EHang commercial drones Series V.1 and Series V.2 (top C)

In the future world of mobility, you might be traveling in a car, on a bike or a personal air transporter—with a range of new possibilities raised by connected technology.

Many of the exhibitors at the Consumer Electronics Show in Las Vegas offered their vision of mobility made easier by connectivity.

Chinese drone manufacturer EHang sees a future by air. Its 1.5-meter (five foot) long quadcopter on display at the show can carry one person and squeeze into a car parking space.

"It's not a drone. It's an autonomous aerial vehicle," said EHang vice president Claire Chen.

While the company faces a number of regulatory obstacles—it doesn't fit into drone regulations and it's not a road vehicle—Chen said that "we are ready to sell to anybody."

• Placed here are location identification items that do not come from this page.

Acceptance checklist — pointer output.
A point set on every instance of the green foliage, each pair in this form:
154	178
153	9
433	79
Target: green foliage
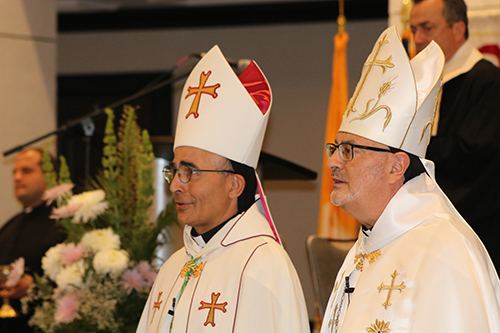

The EHang 184 prototype being tested in China is designed so the user can push a button for a destination and arrive by automatic pilot. It can now travel above traffic for 23 minutes. The price tag is in the range of $200,000 to $300,000.

Other visions are more down to earth. Ford Motor Co. was showing its folding electric bicycle, which fits in the trunk of a car that maintains data connectivity to a smartphone.

Ford's eBike enables "multimodal" transportation where a traveler can go part of a journey by car, and the rest by bicycle—a two-wheeler which is guided by GPS and a uses a vibrating warning system for an approaching vehicle.